L'actualité régionale du 25 octobre

océan indien
Madagascar 1er ministre
Le nouveau Premier ministre Jean Ravelonarivo (g.) et son prédécesseur Kolo Roger. ©Présidence malgache / Service de presse
La fuite d’un ancien premier ministre malgache, le contrôle des reportages à Madagascar, des voitures électriques pour les safaris en Tanzanie, et la protection des tortues géantes seychelloises sont au sommaire de l’actualité régionale

MADAGASCAR :

Un ancien premier ministre malgache en cavale est arrivé en Kwassa à  Mayotte, avant de repartir vers l’Europe

IL s’agit de Jean Ravelonarivo, premier ministre du précédent président de Madagascar Hery Rajaonarinamampianina.
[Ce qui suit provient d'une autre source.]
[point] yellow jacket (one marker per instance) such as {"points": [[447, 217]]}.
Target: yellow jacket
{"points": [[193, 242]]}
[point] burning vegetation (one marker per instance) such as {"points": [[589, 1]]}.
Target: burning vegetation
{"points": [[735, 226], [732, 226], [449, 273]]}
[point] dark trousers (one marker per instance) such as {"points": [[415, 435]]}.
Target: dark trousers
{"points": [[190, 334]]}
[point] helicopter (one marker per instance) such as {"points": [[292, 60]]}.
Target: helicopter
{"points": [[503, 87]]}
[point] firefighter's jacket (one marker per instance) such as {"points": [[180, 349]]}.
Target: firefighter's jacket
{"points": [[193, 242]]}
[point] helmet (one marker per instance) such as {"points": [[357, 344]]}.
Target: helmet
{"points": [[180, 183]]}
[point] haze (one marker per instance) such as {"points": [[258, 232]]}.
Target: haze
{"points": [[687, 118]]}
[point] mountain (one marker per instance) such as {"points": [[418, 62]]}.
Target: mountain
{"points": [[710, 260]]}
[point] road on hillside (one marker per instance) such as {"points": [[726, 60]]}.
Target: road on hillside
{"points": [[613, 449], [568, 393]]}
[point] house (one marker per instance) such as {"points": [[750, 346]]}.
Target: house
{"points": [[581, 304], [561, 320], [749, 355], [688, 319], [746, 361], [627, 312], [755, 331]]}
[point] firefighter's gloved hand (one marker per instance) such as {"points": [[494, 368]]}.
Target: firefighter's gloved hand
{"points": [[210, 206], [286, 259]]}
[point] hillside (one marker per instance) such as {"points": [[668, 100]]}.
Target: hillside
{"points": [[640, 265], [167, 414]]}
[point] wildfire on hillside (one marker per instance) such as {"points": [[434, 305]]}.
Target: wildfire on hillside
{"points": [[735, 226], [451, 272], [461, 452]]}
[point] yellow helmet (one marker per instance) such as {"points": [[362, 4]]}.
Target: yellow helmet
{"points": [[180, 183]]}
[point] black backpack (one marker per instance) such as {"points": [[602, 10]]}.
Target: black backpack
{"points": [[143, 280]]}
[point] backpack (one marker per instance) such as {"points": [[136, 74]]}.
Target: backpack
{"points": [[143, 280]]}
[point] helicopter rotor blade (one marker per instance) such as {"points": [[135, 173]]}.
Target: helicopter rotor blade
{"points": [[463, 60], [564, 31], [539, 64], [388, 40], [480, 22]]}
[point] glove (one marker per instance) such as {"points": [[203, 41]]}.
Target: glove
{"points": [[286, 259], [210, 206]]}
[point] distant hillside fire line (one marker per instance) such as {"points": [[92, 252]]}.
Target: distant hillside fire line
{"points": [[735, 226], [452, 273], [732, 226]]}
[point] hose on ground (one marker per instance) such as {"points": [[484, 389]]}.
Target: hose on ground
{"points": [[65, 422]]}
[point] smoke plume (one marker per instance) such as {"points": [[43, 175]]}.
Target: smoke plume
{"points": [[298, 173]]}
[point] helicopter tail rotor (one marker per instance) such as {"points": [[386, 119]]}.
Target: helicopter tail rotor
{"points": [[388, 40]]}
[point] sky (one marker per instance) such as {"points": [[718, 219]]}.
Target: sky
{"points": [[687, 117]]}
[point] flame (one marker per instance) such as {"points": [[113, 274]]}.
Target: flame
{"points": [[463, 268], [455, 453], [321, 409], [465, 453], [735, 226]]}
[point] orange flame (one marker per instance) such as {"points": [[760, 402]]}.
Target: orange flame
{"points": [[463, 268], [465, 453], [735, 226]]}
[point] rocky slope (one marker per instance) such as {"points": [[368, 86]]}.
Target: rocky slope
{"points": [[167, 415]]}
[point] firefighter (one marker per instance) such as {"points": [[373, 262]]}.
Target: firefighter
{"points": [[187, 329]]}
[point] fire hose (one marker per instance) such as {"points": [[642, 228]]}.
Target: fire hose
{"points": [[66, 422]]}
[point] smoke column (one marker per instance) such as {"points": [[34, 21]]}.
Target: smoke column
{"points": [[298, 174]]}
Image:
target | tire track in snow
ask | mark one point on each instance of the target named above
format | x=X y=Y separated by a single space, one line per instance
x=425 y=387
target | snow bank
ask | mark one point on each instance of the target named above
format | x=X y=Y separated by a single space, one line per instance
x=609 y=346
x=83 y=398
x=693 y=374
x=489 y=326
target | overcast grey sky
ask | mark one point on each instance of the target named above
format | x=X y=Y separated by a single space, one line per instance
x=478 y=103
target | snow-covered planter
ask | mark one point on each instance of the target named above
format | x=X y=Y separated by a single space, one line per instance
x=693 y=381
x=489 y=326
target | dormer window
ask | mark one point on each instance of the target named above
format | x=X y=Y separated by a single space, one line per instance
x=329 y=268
Il a été condamné en septembre dernier à 5 ans de prison pour un détournement de deniers publics à la Caisse Nationale de Prévoyance Sociale. Plusieurs millions d’euros sont évoqués. Le président de la caisse de prévoyance, lui, s’est déjà enfui de Madagascar –avec la caisse – pour aller se réfugier en Suisse. Il est fort probable que l’ancien premier ministre soit allé le rejoindre. Il n’était pas en prison malgré sa condamnation, et sa liberté n’était pas tellement surveillée puisque qu’il a pu prendre une petite embarcation au départ de Nosy-Bé vers Mayotte, 340 kilomètres. Entré clandestinement à Mayotte, il a séjourné quelques jours dans un hôtel de Mamoudzou avant de prendre l’avion d’Air Austral pour Paris, vendredi soir, sans problème. Il était détenteur d’un visa Schengen. Il est intéressant de revoir ce que disait la presse malgache quand il a été nommé en 2015 : ancien général de l’armée de l’air, Jean Ravelonarivo était présenté comme une personnalité intègre, qui affichait sa ferme volonté de lutter…contre la corruption.  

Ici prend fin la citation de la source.